Here is a link to the specifications PDF of the product line from Maxtor on this series of drives. The drive comes in two flavors here, ATA-133 and Serial ATA-150, and in this review, we will test the ATA-133 version.

Additionally, here is a comparison of prices for both drives we are looking at.

Western Digital Special Edition Caviar 120GB (Ultra ATA/100, 7200 RPM): $ 103.00 (86 cents/GB)
Maxtor DiamondMax Plus 9 200GB (EIDE, ATA/133, 7200PRM): $ 196.18 (98 cents/GB)

As you can se the price difference per GB is 12 cents higher on the Maxtor, but I think you will see from our testing below that the higher cost per GB is well worth it. For the testing, we mirrored the 120GB drive over to the 200GB using Norton’s Ghost. We made sure we had SP1 installed on XP and installed a patch from Maxtor to make sure the drive size over 137GB would be seen. Here is a link to the patch. Benchmarks

Test System:

Leadtek K7NCR18D PRO II nForce 2 Ultra 400
Athlon Barton 2800 @ 3200 (11x200FSB)
1GB Crucial DDR 3200 2x512MB

PC Mark 2002 HD Test

HD Score
Maxtor 1155
WD 951

Sandra 2003 HD Test

HD Score
Maxtor 25474
WD 22985

Benchmarks Continued

For the final testing, I used Passmark’s PerformanceTest V4.0. Many of you may not have heard of Passmark before, so here’s a quick description of the benchmark utility from Passmark’s web site.

“Passmark PerformanceTest is an award winning PC hardware benchmark utility that allows everybody to quickly assess the performance of their computer and compare it to a number of standard ‘baseline’ computer systems. Find out if your PC is performing at its best, compare the performance of your machine to similar machines and make objective independent measurements on which to base your purchasing decision.”

Western Digital






As you can see from the above tests, the Maxtor drive outperforms the WD SE drive in all tests. During testing we also had the drives in Vantec removable drive bays and measured the temperatures on the drives during testing. Here are the temps I recorded:

Maxtor: 90.3 F
WD: 97.5 F

The Maxtor DiamondMax Plus 9 200GB drive performance actually was better than I thought it would be. The only downside some people may find with the drive is you do hear the heads moving during operations. I for one though do not mind this. It may be the car freak in me, but it makes me feel like my system is doing some work and doing it fast when I can hear it.

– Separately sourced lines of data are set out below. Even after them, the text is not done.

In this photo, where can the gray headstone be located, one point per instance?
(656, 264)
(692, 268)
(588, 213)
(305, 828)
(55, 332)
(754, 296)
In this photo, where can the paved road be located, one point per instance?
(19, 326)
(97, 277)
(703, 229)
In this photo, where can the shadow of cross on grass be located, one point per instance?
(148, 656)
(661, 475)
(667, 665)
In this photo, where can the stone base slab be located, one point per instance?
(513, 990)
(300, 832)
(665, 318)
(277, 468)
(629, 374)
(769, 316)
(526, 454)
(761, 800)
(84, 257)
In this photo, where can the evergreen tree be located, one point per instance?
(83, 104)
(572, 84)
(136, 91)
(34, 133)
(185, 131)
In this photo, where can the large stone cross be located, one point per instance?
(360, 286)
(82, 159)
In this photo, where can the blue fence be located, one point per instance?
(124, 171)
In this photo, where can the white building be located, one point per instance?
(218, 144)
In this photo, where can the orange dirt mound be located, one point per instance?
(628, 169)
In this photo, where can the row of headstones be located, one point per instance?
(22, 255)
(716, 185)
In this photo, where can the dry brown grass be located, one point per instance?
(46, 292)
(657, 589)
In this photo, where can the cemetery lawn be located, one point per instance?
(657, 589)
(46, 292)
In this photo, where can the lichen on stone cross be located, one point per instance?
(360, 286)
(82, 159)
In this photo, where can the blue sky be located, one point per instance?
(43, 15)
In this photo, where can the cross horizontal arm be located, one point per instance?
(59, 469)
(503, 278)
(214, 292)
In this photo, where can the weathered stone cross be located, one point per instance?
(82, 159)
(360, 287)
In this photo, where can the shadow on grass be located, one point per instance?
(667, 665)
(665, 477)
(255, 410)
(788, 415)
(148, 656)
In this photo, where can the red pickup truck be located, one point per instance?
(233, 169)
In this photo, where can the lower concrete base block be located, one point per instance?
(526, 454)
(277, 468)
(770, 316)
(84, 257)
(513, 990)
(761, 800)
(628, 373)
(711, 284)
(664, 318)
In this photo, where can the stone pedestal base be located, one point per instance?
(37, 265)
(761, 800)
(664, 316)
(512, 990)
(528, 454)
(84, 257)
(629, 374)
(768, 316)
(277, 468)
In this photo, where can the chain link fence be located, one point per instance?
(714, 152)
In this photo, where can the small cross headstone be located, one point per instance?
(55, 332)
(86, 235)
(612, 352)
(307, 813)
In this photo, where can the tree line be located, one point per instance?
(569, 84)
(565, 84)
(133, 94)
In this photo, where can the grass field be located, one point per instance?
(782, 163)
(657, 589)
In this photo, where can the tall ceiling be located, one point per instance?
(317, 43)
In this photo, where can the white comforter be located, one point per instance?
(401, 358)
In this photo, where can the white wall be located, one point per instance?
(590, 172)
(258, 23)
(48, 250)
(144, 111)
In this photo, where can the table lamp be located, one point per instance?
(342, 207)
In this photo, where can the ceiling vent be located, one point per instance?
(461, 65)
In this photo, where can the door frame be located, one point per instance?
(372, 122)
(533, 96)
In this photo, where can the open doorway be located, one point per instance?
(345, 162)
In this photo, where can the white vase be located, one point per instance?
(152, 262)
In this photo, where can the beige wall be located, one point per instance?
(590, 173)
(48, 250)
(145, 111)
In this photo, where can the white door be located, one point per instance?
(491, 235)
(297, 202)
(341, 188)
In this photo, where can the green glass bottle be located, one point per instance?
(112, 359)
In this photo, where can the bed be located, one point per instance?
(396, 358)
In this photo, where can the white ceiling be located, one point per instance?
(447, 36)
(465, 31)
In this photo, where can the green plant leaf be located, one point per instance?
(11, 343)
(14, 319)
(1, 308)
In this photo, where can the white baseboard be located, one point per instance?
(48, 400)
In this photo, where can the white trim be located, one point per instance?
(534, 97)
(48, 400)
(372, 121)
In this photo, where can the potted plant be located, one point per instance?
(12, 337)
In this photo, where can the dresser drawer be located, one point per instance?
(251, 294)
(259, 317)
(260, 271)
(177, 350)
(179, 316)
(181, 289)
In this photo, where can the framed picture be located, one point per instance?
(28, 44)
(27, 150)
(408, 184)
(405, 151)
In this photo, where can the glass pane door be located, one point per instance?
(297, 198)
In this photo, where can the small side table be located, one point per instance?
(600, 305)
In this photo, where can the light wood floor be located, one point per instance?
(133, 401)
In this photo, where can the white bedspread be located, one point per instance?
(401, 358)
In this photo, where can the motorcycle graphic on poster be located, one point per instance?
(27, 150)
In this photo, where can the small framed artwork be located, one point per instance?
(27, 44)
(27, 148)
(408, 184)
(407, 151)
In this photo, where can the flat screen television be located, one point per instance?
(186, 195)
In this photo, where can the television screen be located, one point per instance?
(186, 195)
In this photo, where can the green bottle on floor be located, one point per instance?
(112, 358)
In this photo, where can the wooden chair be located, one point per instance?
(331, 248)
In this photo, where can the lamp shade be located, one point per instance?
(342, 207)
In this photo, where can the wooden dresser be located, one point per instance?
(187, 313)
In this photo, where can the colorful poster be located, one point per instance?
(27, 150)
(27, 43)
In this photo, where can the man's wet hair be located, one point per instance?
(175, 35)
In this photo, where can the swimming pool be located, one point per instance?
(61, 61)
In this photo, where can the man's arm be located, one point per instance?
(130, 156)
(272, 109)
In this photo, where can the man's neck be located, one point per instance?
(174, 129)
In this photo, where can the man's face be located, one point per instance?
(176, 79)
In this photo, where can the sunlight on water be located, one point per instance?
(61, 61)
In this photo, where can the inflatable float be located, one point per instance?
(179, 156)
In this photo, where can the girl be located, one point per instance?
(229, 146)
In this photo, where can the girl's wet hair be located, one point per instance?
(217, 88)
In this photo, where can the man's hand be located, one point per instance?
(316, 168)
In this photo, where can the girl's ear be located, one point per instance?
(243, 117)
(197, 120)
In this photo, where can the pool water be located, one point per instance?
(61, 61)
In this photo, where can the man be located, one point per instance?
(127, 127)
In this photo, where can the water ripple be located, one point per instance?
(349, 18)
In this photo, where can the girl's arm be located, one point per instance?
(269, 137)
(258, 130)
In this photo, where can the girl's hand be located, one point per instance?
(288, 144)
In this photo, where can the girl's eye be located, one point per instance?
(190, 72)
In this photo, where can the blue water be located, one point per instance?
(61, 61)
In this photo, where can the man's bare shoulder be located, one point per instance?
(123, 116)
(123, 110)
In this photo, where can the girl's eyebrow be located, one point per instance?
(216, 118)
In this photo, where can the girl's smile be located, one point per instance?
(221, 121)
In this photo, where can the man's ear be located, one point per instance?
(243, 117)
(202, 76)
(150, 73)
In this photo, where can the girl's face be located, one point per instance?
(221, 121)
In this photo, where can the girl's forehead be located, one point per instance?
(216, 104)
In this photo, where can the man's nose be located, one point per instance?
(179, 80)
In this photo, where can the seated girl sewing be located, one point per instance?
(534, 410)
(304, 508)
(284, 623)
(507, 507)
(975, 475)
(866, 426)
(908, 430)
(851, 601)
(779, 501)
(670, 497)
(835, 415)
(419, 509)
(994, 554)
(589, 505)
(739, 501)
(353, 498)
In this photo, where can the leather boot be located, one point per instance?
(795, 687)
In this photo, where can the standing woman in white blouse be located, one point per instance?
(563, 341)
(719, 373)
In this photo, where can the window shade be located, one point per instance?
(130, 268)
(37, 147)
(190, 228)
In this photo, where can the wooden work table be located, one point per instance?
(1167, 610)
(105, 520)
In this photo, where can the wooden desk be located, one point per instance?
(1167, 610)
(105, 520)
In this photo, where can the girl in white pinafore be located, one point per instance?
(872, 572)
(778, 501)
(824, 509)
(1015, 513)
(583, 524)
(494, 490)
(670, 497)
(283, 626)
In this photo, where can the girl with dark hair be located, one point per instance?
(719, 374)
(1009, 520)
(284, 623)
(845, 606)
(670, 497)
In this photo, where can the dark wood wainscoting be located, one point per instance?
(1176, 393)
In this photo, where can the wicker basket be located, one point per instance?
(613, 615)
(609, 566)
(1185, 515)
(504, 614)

Although the drive I reviewed was just a bare drive, Maxtor offers these drives in nice retail kits that include everything you need for installation. A couple guys here at Bjorn3d have Maxtor retail kits of varying capacities and are very happy with them, which makes it all the easier for me to recommend this DiamondMax Plus 9 drive and the rest of the line.

Final Score

The Maxtor drive beat the WD SE drive, which was last year’s top dog of HDs. It goes to show that HD technology is still moving forward even though it is the bottle neck in everyone’s system.
The drive that we have is a bare drive but in retail you would get MaxBlast software, 80 Pin HD Cable, ATA 133 Controller and instruction pamphlet.
The drive seems very solid, 3 year warranty and with my 20+ years as a computer service technician, I have not seen too many dead Maxtors.
At 98 cents per GB, you will be hard pressed to find a better drive of this size and performance at this price.
Total: 8.5 It’s a fact that you never can have enough HD space, and this drive will make sure that you have lots of it with one drive.

In addition to awarding the 200GB Maxtor DiamondMax Plus 9 a score of 8.5 out of 10, I am awarding it our top award, the Bjorn3d Golden Bear Award, for its excellent performance and quality.